- Kole as depicted in Who's Who: The Definitive Directory of the DC Universe #12 (February 1986). Art by José Luis García-López.

Publication information
- Publisher: DC Comics
- First appearance: The New Teen Titans (vol. 2) #9 (June 1985)
- Created by: George Pérez (artist) Marv Wolfman (writer)

In-story information
- Alter ego: Kole Weathers
- Species: Metahuman
- Team affiliations: Teen Titans
- Abilities: Crystal generation; Crystal solidification; Crystal construct creation; Flight;

= Kole =

Superhero from the DC Universe

Kole Weathers is a fictional character appearing in American comic books published by DC Comics. Kole was created by Marv Wolfman and George Pérez, and first appeared in The New Teen Titans (vol. 2) #9 (June 1985). Shortly after her introduction, Kole was killed off in the storyline Crisis on Infinite Earths. Decades after her death, Kole returned in the 2018 series Heroes in Crisis.

Tara Strong voices Kole in the animated series Teen Titans.

==Publication history==
Kole was introduced in the series The New Teen Titans, shortly before the storyline Crisis on Infinite Earths. In Crisis on Infinite Earths, Kole was killed off. Writer Marv Wolfman, who worked on both The New Teen Titans and Crisis on Infinite Earths, stated that he decided to kill off Kole after hearing from other writers, who wanted one of his characters to die. In retrospect, Wolfman regretted killing off Kole.

==Fictional character biography==

Kole as shown in The New Teen Titans #9 (1985).

Professor Abel Weathers, paranoid of an impending nuclear holocaust, seeks to find a way for humanity to survive the fallout through forced evolution. One of the test subjects in his experiments is his 16-year-old daughter, Kole, whom he grafts with crystal and promethium. Her father's experiments give Kole the ability to create and control crystal at will.

Kole is kidnapped by Theia, who forces her to construct a crystal prison on Mount Olympus for her use. Theia comes into conflict with the Teen Titans and is killed in the ensuing battle, with Kole being freed. Lilith Clay, a member of the Titans who possesses precognition, senses "dark clouds of destruction" around Kole. She attempts to prevent her from returning to Earth, but Kole refuses. Kole is taken in by Adeline Kane and befriends Adeline's son Joseph, who she briefly enters a relationship with.

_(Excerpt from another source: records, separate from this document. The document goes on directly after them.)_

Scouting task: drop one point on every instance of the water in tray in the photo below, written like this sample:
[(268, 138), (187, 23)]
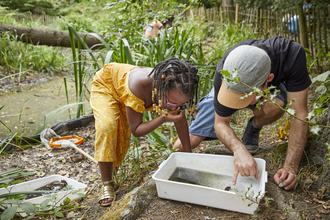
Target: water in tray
[(212, 180)]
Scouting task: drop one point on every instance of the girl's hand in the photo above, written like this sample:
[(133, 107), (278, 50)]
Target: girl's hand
[(174, 115)]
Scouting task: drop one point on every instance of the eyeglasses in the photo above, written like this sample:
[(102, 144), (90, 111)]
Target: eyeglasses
[(176, 105)]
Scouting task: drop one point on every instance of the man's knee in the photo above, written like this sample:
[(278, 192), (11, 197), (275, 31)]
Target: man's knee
[(270, 110)]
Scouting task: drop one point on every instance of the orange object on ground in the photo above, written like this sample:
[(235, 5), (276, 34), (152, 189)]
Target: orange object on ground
[(55, 142)]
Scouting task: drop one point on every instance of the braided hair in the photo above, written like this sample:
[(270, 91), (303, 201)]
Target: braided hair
[(174, 74)]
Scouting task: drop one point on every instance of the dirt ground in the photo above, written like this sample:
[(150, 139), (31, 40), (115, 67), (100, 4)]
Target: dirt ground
[(304, 202)]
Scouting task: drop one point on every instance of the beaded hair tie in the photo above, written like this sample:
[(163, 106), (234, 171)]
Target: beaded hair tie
[(158, 109)]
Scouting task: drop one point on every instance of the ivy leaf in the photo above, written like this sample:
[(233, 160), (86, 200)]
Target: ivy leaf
[(328, 145), (322, 77), (27, 207), (291, 111), (81, 195), (66, 201), (59, 214), (321, 89), (9, 213), (315, 129), (310, 115)]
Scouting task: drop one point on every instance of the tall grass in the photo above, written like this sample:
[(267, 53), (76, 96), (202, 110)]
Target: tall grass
[(17, 56)]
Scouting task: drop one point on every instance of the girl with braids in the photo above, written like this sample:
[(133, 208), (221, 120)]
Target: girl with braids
[(121, 93)]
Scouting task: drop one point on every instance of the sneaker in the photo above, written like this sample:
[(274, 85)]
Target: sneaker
[(251, 137)]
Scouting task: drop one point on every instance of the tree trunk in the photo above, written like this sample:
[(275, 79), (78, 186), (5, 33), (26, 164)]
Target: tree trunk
[(228, 10), (302, 27), (316, 152), (48, 37)]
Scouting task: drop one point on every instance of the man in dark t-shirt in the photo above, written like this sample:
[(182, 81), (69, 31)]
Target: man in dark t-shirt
[(259, 63)]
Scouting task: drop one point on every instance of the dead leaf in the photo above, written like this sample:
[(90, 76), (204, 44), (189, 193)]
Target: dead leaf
[(323, 211), (319, 201), (287, 127)]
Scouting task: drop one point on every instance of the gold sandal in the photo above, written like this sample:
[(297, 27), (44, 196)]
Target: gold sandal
[(107, 192)]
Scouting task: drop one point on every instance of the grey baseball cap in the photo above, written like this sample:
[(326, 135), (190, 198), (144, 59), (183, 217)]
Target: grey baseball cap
[(252, 64)]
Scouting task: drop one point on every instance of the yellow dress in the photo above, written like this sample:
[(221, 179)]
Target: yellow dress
[(110, 95)]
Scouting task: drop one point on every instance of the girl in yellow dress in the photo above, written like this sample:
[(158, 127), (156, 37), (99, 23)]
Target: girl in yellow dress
[(119, 96)]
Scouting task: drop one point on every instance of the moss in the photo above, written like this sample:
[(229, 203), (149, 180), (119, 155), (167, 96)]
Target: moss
[(116, 208)]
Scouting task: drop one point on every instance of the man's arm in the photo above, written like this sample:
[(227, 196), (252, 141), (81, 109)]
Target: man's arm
[(183, 132), (243, 161), (297, 141)]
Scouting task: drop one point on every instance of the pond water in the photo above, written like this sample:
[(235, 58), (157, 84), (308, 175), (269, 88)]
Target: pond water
[(34, 103)]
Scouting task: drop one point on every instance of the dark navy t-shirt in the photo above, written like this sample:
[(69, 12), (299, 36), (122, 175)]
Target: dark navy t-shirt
[(288, 64)]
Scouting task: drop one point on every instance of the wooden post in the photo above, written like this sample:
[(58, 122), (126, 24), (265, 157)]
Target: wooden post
[(314, 33), (325, 29), (221, 18), (303, 33), (236, 14)]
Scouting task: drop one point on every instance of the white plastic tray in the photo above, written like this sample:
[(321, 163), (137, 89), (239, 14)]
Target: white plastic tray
[(37, 183), (207, 196)]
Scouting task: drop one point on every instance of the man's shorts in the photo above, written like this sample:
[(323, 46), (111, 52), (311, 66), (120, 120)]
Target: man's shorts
[(203, 124)]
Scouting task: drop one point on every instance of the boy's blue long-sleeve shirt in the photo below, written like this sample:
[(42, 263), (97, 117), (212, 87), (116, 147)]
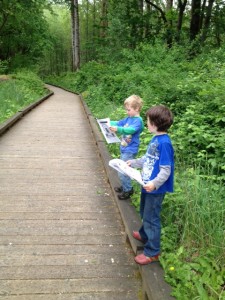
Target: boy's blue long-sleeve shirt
[(159, 154), (130, 128)]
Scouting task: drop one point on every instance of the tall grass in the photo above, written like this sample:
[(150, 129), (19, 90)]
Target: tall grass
[(18, 91)]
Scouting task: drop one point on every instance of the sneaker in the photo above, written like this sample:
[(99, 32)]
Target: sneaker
[(137, 236), (141, 259), (118, 189), (126, 195)]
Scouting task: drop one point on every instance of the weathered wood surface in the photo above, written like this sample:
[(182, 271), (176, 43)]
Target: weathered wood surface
[(61, 235)]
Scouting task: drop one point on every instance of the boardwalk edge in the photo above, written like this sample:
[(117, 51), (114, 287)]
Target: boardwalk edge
[(154, 285)]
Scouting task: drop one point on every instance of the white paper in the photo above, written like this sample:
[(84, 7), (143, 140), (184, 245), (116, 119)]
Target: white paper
[(122, 167), (110, 136)]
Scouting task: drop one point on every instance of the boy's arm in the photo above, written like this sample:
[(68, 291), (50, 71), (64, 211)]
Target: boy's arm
[(163, 175), (137, 163), (127, 130)]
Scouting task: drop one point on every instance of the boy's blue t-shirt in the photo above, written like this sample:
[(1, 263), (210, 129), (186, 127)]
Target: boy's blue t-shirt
[(130, 142), (159, 153)]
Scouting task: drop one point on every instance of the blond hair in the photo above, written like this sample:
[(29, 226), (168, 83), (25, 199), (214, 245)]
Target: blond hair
[(134, 101)]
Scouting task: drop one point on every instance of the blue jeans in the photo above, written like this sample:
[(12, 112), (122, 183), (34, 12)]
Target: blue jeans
[(150, 231), (125, 180)]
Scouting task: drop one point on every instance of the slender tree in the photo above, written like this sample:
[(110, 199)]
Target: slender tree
[(75, 35)]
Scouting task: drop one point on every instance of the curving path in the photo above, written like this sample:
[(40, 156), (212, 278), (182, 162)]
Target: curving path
[(61, 234)]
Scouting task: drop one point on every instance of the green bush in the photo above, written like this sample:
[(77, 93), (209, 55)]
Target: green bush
[(18, 91)]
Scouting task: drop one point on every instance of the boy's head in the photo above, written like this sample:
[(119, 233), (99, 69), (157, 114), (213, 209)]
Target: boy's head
[(134, 102), (161, 117)]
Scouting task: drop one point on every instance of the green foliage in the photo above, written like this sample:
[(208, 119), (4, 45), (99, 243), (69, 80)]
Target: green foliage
[(18, 91), (193, 216)]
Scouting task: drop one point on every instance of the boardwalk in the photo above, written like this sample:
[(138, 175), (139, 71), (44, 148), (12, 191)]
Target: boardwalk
[(61, 236)]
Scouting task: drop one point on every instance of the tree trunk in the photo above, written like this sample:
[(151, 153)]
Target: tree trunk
[(181, 8), (195, 19), (75, 35), (104, 19), (207, 21)]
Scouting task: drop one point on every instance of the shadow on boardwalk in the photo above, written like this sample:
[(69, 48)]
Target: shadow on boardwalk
[(61, 235)]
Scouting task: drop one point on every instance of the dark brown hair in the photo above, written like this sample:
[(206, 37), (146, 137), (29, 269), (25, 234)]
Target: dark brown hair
[(160, 116)]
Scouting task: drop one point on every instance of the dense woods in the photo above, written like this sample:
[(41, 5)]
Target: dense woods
[(165, 51)]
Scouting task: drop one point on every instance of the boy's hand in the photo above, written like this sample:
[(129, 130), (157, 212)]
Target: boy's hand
[(149, 187), (113, 128), (128, 162)]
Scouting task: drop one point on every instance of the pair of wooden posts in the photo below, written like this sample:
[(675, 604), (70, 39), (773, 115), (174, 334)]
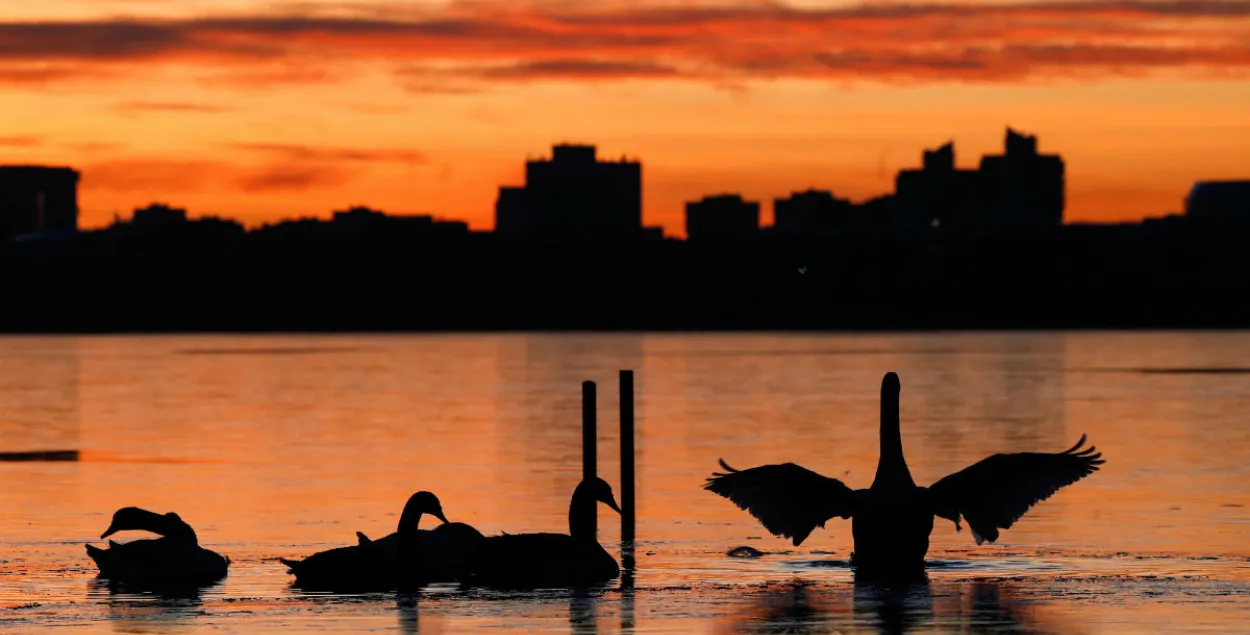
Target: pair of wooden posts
[(590, 444)]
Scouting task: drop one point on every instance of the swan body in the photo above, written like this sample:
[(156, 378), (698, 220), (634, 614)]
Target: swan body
[(173, 560), (553, 560), (445, 553), (891, 520), (395, 560)]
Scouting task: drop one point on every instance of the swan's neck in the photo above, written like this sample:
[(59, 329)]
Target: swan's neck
[(166, 525), (583, 515), (891, 468)]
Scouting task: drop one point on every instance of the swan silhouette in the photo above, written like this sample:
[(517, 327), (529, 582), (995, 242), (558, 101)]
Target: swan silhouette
[(409, 556), (891, 520), (174, 560), (553, 560)]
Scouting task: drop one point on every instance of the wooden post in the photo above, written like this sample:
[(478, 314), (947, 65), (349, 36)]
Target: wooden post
[(589, 435), (628, 516)]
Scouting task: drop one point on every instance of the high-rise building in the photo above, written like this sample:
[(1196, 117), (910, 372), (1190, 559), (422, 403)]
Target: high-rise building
[(724, 216), (574, 195), (939, 195), (35, 199), (1219, 200), (511, 213), (1021, 188), (811, 213)]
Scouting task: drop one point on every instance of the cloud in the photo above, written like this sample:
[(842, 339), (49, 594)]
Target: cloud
[(290, 178), (153, 175), (169, 106), (163, 175), (21, 141), (323, 154), (486, 41)]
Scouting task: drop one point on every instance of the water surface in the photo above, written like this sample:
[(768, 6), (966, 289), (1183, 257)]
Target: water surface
[(284, 445)]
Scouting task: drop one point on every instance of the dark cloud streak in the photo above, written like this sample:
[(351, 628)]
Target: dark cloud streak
[(494, 40)]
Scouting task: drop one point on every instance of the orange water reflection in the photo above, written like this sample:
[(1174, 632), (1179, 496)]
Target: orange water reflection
[(283, 445)]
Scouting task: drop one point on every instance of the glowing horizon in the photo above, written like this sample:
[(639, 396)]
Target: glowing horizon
[(264, 110)]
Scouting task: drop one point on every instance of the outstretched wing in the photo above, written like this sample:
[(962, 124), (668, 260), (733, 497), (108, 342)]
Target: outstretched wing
[(994, 493), (789, 500)]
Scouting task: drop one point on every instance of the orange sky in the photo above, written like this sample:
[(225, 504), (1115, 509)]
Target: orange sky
[(259, 110)]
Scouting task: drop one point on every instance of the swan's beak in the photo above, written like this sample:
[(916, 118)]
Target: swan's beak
[(611, 503)]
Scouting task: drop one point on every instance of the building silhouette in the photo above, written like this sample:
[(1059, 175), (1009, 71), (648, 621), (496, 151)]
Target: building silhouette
[(725, 216), (38, 199), (510, 214), (1019, 189), (1219, 200), (1023, 189), (811, 213), (939, 195), (573, 195), (158, 215)]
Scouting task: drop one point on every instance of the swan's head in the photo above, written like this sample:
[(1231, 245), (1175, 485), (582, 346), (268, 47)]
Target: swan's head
[(601, 491), (890, 384), (138, 519), (418, 504)]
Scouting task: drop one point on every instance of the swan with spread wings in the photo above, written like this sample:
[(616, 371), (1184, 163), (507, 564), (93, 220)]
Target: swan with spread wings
[(891, 519)]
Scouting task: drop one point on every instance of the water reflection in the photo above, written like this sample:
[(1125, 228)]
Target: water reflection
[(888, 608), (143, 611), (583, 609), (408, 610)]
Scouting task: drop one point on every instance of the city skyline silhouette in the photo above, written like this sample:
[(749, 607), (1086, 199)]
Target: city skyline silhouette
[(255, 111)]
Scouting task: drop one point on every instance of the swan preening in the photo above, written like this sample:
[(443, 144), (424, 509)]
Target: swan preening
[(393, 560), (173, 560), (891, 519), (545, 560), (455, 551)]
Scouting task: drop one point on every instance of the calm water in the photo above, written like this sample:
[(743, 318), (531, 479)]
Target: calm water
[(284, 445)]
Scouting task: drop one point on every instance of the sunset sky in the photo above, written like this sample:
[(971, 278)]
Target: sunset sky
[(258, 110)]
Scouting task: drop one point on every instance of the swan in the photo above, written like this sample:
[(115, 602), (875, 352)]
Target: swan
[(393, 560), (175, 559), (553, 560), (891, 520)]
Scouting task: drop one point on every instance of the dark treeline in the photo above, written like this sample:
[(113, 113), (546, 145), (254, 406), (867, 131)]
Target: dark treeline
[(393, 275)]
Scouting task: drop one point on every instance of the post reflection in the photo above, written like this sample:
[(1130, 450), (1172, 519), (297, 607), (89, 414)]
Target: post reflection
[(888, 608), (406, 609), (583, 609)]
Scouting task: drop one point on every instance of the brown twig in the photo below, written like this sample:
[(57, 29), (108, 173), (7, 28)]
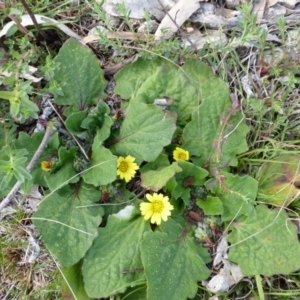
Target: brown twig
[(36, 25), (30, 166)]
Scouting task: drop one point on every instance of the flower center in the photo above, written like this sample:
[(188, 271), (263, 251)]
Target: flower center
[(123, 167), (157, 206), (182, 156)]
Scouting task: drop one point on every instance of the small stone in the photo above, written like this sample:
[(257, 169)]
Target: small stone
[(148, 27)]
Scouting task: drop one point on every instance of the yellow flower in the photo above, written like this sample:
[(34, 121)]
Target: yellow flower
[(47, 165), (126, 167), (181, 154), (158, 208)]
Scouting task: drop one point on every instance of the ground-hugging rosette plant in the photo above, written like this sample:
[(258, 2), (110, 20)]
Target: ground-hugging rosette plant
[(117, 214)]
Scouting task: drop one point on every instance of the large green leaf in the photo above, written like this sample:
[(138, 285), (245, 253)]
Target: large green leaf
[(238, 195), (144, 132), (159, 78), (63, 172), (173, 264), (217, 132), (265, 243), (103, 166), (113, 263), (138, 72), (79, 75), (68, 223)]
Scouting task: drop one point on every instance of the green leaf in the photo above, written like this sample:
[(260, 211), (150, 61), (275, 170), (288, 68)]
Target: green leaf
[(156, 180), (279, 180), (73, 277), (211, 206), (68, 222), (173, 264), (265, 243), (74, 120), (103, 166), (140, 130), (98, 118), (104, 132), (237, 194), (21, 173), (191, 170), (113, 263), (217, 133), (79, 75), (145, 81), (138, 72), (63, 171), (161, 161)]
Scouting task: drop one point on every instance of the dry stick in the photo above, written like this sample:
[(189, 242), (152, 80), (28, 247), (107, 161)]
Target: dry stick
[(30, 166), (180, 30), (36, 25)]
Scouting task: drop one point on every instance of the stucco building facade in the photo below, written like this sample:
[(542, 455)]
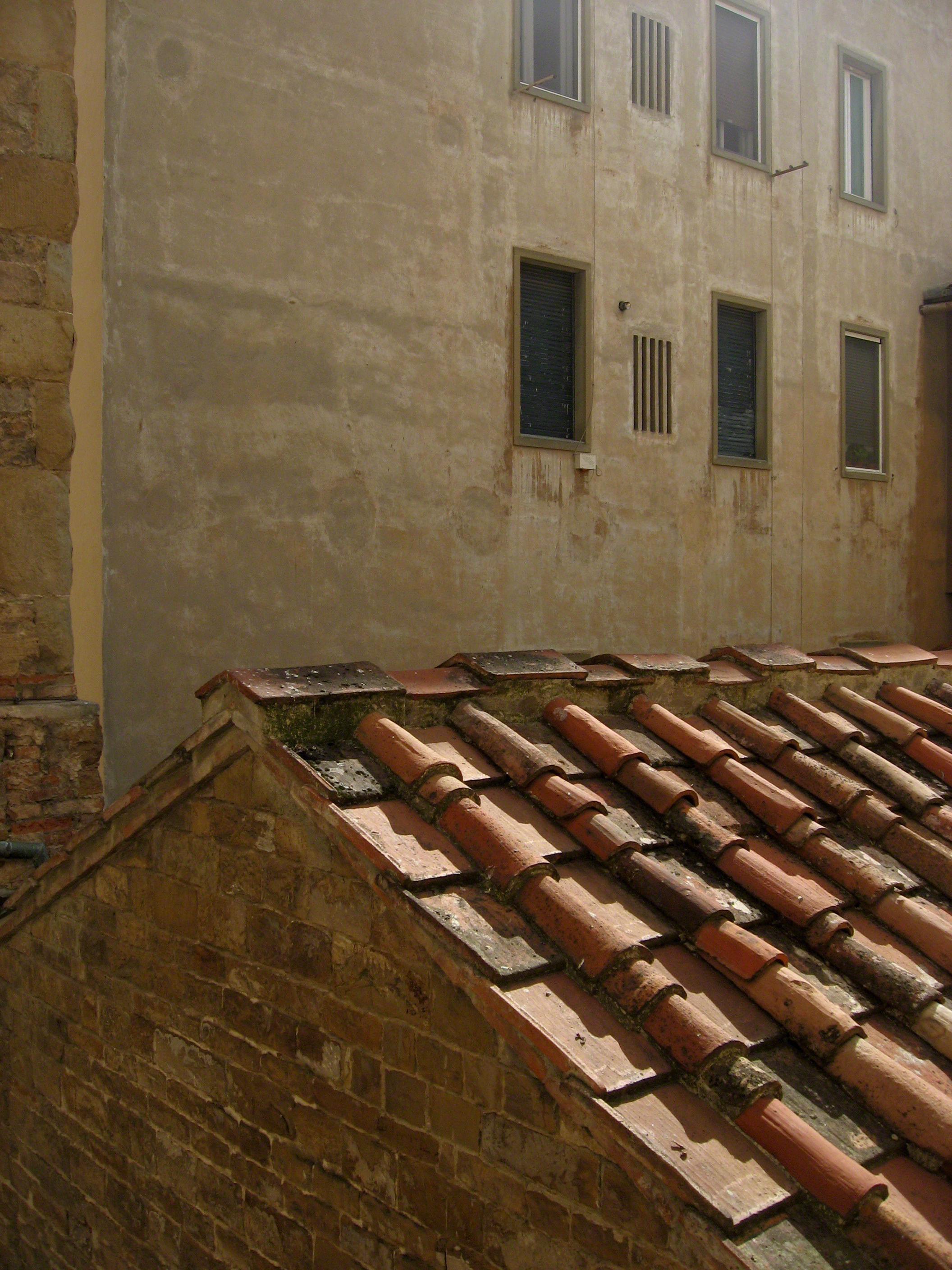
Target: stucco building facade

Kole attempts to reunite with her parents, only for her father to capture the Titans and attempt to experiment on them. In the ensuing conflict, Abel's laboratory is destroyed. Abel, his wife Marilyn, and their test subjects emerge from the wreckage, transformed into insect-like forms.

In Crisis on Infinite Earths, Kole attempts to save the Robin and Huntress of Earth-Two from the Anti-Monitor's Shadow Demons. She fails and all three are killed by the demons, with their bodies never being found.

Kole is resurrected following the DC Rebirth relaunch and appears in Heroes in Crisis as a patient at the Sanctuary therapy center.

==Powers and abilities==
Kole has the power to "spin" crystal, which is to create silicon crystal into independent masses—anything from a crystal "sculpture to a safety slide". She is able to encase people in crystal, effectively immobilizing them.

==Other versions==
An alternate universe version of Kole appears in Teen Titans: Earth One. This version was given powers by and formerly worked for Niles Caulder.

==In other media==

Kole as seen in Teen Titans.

- Kole appears in Teen Titans, voiced by Tara Strong. This version is an honorary member of the Teen Titans who can transform her entire body into crystal and lives with Gnarrk in an isolated Arctic cavern to prevent her powers from being used for evil.
- Kole appears as a character summon in Scribblenauts Unmasked: A DC Comics Adventure.
- The Teen Titans animated series incarnation of Kole appears in Teen Titans Go!.